In the recursive method, we check the last element of the array with the target element and we recursively call the function by decreasing the size of the element.

See also  Quick Sort Algorithm

ALGORITHM

 Step 1: Start.
Step 2: Check the last element of the array is equal to the target element or not. If the last element is equal to the target element, then return size-1.
Step 3: If the size of the array equals zero, it means the target element is not present in the array.
Step 4: Stop.

C++ Code:

#include <iostream>
using namespace std;

int linearsearch(int a[], int size, int key){
  if(a[size-1] == key) return size-1;
  else if (size == 0 ) return -1;
  else return linearsearch(a,size-1,key);
}

int main() {
    int n,key;
    cin>>n;
    int a[n];
    for(int i = 0 ; i<n ; i++) cin>>a[i];
    cin>>key;
    cout<<linearsearch(a,n,key);
}

Python code:

def linearsearch(l,size,key):
  if l[size-1] == key:
    return size-1
  elif size == 0:
    return -1
  else:
    return linearsearch(l,size-1,key)
size = int(input())
l = []
for i in range(size):
  x = int(input())
  l.append(x)
key = int(input())
print(linearsearch(l,size,key))

JAVA code:

import java.util.*;
public class Main {
    public static void main(String[] args) {
      Scanner s = new Scanner(System.in);
      int size = s.nextInt();
      int a[];
      a = new int[5];
      int temp=0;
      for(int i = 0 ; i<size ; i++) a[i] = s.nextInt();
      int key = s.nextInt();
      LinearSearch l = new LinearSearch();
      System.out.println(l.linearsearch(a,size,key));
  }
}

class LinearSearch {
  int linearsearch(int a[], int size, int key){
  if(a[size-1] == key) return size-1;
  else if (size == 0 ) return -1;
  else return linearsearch(a,size-1,key);
  }
}
Input: 5
         1 2 3 4 5
         5

Output: 4

The time complexity of the code is O(n) as here we use a for loop.
The space complexity of the code is O(n), as we use a stack for storing each recursive call.
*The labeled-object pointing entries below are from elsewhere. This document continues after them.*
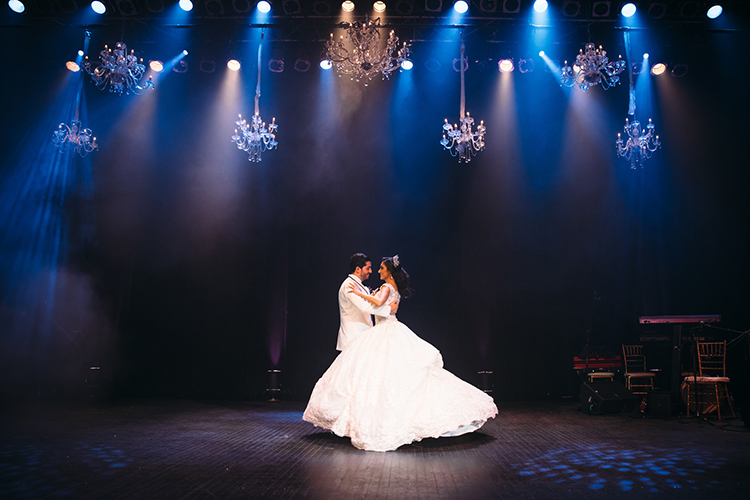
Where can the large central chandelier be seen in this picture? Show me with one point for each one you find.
(255, 137)
(640, 144)
(118, 70)
(461, 140)
(364, 59)
(592, 68)
(75, 137)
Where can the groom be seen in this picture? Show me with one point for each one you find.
(355, 311)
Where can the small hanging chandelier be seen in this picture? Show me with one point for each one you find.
(255, 137)
(592, 68)
(365, 60)
(461, 140)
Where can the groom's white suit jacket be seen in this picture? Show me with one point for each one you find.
(355, 312)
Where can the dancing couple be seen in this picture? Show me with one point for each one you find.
(388, 387)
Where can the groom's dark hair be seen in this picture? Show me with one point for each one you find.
(358, 260)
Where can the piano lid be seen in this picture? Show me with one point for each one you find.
(705, 318)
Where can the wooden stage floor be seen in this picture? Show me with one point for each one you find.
(203, 449)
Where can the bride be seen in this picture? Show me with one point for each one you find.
(388, 387)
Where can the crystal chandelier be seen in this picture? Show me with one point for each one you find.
(592, 68)
(75, 137)
(121, 71)
(365, 60)
(255, 137)
(640, 144)
(460, 140)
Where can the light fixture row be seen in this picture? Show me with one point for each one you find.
(461, 6)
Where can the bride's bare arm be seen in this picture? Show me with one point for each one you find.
(379, 298)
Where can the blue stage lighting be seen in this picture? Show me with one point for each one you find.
(628, 10)
(712, 13)
(98, 7)
(461, 6)
(16, 6)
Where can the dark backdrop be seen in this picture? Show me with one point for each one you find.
(183, 270)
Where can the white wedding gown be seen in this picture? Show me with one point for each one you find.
(388, 388)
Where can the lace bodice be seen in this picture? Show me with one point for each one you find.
(392, 296)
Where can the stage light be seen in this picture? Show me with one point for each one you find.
(658, 68)
(715, 11)
(98, 7)
(505, 65)
(628, 10)
(16, 6)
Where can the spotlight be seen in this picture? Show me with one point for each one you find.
(461, 6)
(505, 65)
(98, 7)
(715, 11)
(16, 6)
(658, 68)
(526, 65)
(628, 10)
(540, 5)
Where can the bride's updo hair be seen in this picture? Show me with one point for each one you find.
(400, 276)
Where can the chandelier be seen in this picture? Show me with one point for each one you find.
(74, 137)
(365, 60)
(640, 144)
(121, 71)
(461, 140)
(592, 68)
(255, 137)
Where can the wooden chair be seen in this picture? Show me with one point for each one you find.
(637, 377)
(711, 382)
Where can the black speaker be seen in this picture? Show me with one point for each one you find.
(606, 397)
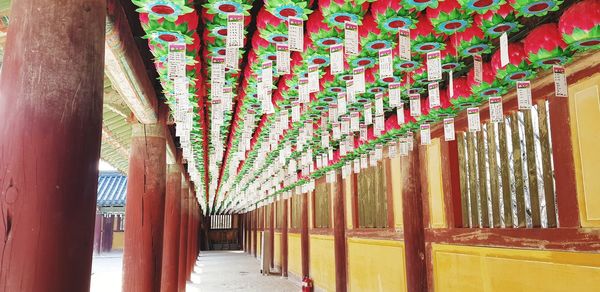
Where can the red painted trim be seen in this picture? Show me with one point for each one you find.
(565, 239)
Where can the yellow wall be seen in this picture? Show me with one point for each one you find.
(322, 261)
(584, 105)
(396, 172)
(277, 249)
(436, 193)
(294, 254)
(376, 265)
(466, 268)
(118, 240)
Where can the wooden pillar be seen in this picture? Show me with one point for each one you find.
(145, 208)
(98, 234)
(51, 90)
(255, 232)
(304, 248)
(564, 166)
(414, 234)
(190, 235)
(284, 239)
(170, 263)
(272, 233)
(339, 236)
(183, 233)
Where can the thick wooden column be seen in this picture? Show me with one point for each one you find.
(183, 233)
(339, 236)
(272, 233)
(51, 90)
(254, 232)
(284, 239)
(304, 248)
(414, 234)
(170, 264)
(145, 208)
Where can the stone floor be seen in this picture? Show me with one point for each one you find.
(215, 271)
(234, 271)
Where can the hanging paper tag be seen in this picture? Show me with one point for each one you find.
(341, 103)
(434, 66)
(313, 78)
(363, 133)
(350, 91)
(217, 72)
(295, 112)
(560, 81)
(235, 30)
(415, 104)
(325, 139)
(473, 119)
(392, 150)
(400, 114)
(359, 79)
(496, 113)
(449, 129)
(351, 38)
(368, 114)
(283, 59)
(333, 112)
(176, 60)
(345, 125)
(379, 125)
(336, 57)
(524, 94)
(379, 104)
(296, 34)
(433, 90)
(354, 121)
(336, 131)
(385, 63)
(504, 49)
(394, 92)
(425, 134)
(303, 94)
(478, 68)
(404, 44)
(231, 58)
(451, 84)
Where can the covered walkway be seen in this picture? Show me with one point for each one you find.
(234, 271)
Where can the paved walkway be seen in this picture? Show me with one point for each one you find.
(234, 271)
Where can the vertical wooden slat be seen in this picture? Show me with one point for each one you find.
(482, 168)
(518, 170)
(494, 188)
(546, 164)
(534, 196)
(472, 179)
(463, 179)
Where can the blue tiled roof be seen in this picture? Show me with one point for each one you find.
(112, 189)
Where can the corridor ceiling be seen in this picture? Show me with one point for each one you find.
(271, 136)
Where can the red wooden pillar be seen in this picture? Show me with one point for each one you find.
(183, 233)
(284, 239)
(190, 236)
(170, 264)
(51, 90)
(339, 236)
(255, 232)
(272, 233)
(145, 208)
(304, 251)
(414, 234)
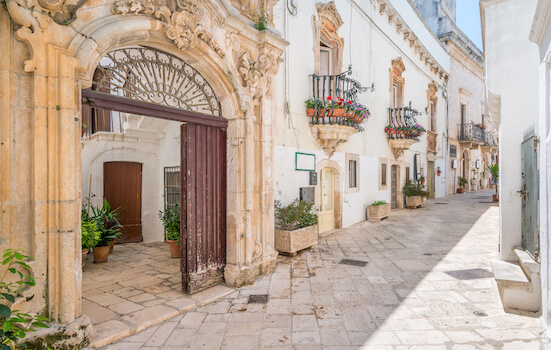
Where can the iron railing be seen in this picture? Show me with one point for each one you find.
(471, 132)
(327, 89)
(402, 117)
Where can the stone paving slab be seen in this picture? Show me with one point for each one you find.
(137, 288)
(404, 298)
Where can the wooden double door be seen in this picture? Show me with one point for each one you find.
(203, 188)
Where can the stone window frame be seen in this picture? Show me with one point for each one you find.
(326, 28)
(431, 98)
(355, 157)
(380, 179)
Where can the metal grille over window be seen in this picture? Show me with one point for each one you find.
(172, 186)
(352, 169)
(148, 75)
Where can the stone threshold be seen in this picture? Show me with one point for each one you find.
(110, 331)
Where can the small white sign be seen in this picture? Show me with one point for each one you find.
(305, 162)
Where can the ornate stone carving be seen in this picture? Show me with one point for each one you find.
(181, 18)
(258, 75)
(397, 69)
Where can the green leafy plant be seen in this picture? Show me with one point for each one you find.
(494, 173)
(171, 221)
(107, 222)
(90, 232)
(415, 188)
(15, 325)
(296, 215)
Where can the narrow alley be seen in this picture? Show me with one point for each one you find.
(427, 284)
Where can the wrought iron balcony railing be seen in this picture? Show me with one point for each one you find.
(471, 132)
(335, 100)
(402, 123)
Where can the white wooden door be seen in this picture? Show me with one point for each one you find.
(327, 210)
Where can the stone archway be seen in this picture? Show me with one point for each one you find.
(337, 193)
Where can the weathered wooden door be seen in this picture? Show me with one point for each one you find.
(326, 214)
(122, 187)
(394, 187)
(431, 180)
(203, 203)
(530, 196)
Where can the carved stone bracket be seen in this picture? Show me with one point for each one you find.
(182, 19)
(330, 136)
(398, 146)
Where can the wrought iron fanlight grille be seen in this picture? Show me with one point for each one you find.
(153, 76)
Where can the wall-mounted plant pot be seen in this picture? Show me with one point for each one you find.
(174, 247)
(413, 202)
(84, 255)
(101, 254)
(378, 212)
(290, 242)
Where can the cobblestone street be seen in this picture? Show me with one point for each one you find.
(427, 285)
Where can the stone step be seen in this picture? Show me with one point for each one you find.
(516, 290)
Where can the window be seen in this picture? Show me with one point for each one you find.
(453, 151)
(352, 173)
(172, 186)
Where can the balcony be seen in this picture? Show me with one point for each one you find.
(431, 142)
(471, 135)
(334, 109)
(402, 129)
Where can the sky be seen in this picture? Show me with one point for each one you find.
(468, 20)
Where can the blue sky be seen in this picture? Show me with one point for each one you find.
(468, 20)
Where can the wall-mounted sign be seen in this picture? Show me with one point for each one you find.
(305, 162)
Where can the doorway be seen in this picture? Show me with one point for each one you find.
(327, 210)
(122, 188)
(394, 187)
(431, 180)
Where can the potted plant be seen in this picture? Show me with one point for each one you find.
(106, 220)
(171, 221)
(296, 226)
(378, 211)
(90, 234)
(462, 182)
(494, 173)
(415, 193)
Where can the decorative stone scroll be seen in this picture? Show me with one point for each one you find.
(182, 19)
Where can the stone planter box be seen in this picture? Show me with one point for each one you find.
(290, 242)
(378, 212)
(412, 202)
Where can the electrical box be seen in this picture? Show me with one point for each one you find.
(454, 164)
(307, 194)
(313, 178)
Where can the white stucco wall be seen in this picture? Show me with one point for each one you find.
(154, 143)
(512, 76)
(370, 45)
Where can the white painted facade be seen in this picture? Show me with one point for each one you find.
(371, 42)
(541, 35)
(512, 95)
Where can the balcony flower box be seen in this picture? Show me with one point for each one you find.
(296, 227)
(378, 211)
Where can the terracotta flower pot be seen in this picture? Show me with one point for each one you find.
(101, 254)
(174, 249)
(84, 255)
(111, 246)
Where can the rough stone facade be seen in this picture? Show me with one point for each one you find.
(50, 51)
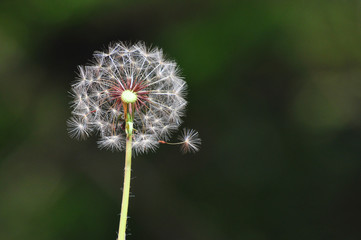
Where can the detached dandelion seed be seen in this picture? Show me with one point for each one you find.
(133, 98)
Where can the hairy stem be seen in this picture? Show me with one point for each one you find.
(126, 186)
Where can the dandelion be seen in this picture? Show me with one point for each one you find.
(133, 98)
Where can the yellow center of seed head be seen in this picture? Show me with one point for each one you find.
(129, 96)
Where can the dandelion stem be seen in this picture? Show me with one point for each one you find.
(126, 186)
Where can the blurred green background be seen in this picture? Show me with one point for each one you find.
(274, 90)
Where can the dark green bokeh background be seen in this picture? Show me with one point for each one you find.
(274, 90)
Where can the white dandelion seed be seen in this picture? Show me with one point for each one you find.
(126, 80)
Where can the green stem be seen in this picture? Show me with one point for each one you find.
(125, 200)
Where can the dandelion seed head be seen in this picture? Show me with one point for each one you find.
(128, 79)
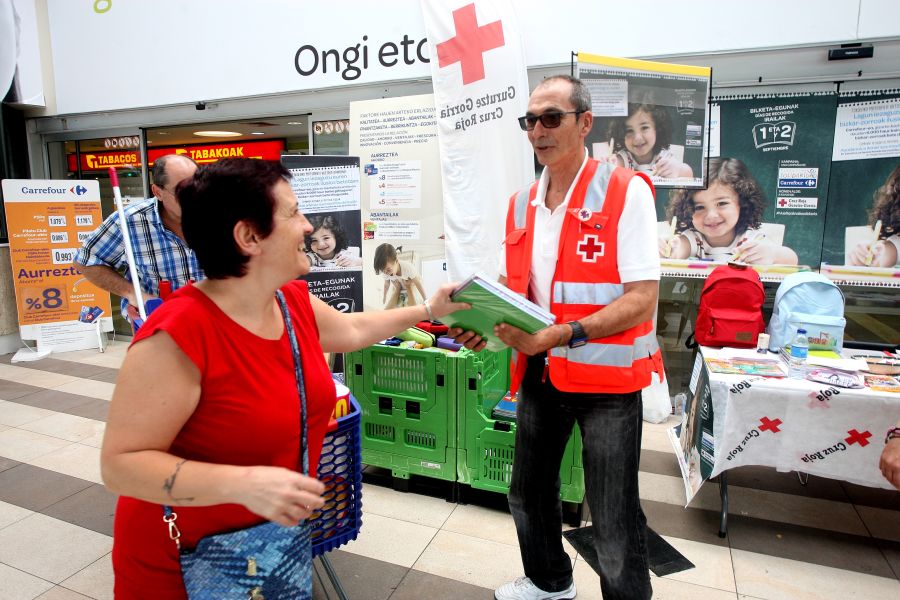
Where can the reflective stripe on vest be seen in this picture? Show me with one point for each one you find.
(610, 355)
(568, 292)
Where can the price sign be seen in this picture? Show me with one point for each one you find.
(48, 221)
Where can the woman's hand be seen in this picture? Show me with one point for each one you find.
(280, 495)
(441, 304)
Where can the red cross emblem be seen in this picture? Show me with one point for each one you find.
(470, 43)
(766, 424)
(858, 438)
(589, 248)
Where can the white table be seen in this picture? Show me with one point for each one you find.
(788, 424)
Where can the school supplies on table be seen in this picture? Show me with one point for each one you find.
(764, 367)
(882, 383)
(493, 304)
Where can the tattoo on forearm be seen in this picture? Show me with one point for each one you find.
(170, 483)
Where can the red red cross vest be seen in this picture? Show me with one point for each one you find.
(586, 279)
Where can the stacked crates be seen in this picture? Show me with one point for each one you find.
(487, 446)
(408, 402)
(426, 412)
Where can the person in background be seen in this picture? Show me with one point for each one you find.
(885, 250)
(890, 456)
(154, 226)
(400, 278)
(580, 243)
(205, 413)
(642, 140)
(723, 221)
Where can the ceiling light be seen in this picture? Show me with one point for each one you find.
(214, 133)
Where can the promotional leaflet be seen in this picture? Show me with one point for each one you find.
(48, 221)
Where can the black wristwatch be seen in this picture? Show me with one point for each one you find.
(579, 337)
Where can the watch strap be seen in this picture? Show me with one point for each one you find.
(579, 336)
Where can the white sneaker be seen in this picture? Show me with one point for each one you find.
(523, 589)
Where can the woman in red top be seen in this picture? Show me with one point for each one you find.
(205, 415)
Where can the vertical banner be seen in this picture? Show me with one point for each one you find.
(48, 221)
(649, 116)
(327, 188)
(693, 438)
(785, 141)
(480, 89)
(862, 229)
(403, 225)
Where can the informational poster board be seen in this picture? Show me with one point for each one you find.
(48, 221)
(694, 439)
(403, 210)
(649, 116)
(864, 191)
(785, 142)
(327, 188)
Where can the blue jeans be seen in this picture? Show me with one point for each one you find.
(611, 430)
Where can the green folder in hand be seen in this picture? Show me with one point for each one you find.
(493, 304)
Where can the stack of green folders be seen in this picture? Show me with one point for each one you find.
(493, 304)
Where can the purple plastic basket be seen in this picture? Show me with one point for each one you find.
(340, 469)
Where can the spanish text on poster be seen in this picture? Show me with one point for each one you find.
(47, 220)
(649, 116)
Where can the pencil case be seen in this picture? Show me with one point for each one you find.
(420, 336)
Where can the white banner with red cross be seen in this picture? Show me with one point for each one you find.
(480, 89)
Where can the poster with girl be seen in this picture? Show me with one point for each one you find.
(649, 117)
(862, 227)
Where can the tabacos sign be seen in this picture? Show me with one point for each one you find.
(265, 150)
(100, 161)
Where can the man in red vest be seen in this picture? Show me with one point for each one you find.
(579, 242)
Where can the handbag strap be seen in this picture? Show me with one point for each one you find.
(169, 515)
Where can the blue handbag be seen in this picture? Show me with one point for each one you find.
(266, 561)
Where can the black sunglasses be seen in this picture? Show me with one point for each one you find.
(550, 120)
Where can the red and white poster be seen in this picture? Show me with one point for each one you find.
(480, 89)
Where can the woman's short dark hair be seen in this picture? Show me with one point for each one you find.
(219, 196)
(341, 242)
(662, 123)
(384, 254)
(726, 171)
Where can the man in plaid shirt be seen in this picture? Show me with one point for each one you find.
(154, 226)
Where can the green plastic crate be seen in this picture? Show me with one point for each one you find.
(486, 447)
(408, 402)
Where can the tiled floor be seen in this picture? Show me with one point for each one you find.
(826, 540)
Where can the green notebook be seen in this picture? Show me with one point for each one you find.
(493, 304)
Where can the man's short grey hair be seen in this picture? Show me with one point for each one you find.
(159, 175)
(580, 97)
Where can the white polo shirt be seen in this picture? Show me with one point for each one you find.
(637, 249)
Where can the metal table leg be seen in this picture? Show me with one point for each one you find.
(332, 576)
(723, 494)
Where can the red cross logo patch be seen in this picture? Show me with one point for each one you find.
(589, 248)
(470, 44)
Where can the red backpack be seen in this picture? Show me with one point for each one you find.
(730, 308)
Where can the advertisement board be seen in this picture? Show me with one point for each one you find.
(48, 221)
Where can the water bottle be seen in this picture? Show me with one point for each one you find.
(799, 352)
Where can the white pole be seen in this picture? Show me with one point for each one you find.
(126, 239)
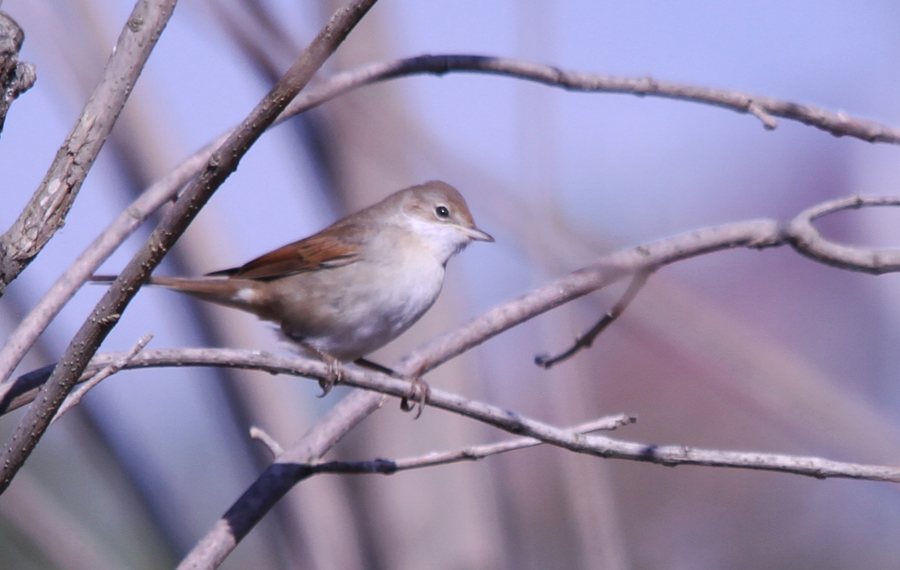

Now let’s look at some of the advantages of the linear search

  • The linear search algorithm is simple and easy to understand.
  • We can implement linear search in an unordered list of elements also.
  • Extra space is not required for linear search.
See also  THE GIVEN NUMBER IS ARMSTRONG OR NOT

Now let’s look at some of the disadvantages of the linear search

  • The time complexity of the linear search algorithm is O(n), which makes it slow when compared with other search algorithms.
  • The linear search algorithm is not suitable for a large data set of elements.
  • The linear search algorithm is recommendable if the size of the data set is comparatively small.

Conclusion

That’s it from this tutorial. Hope you guys found It interesting. We have solved the linear search algorithm in different programming languages. Happy coding!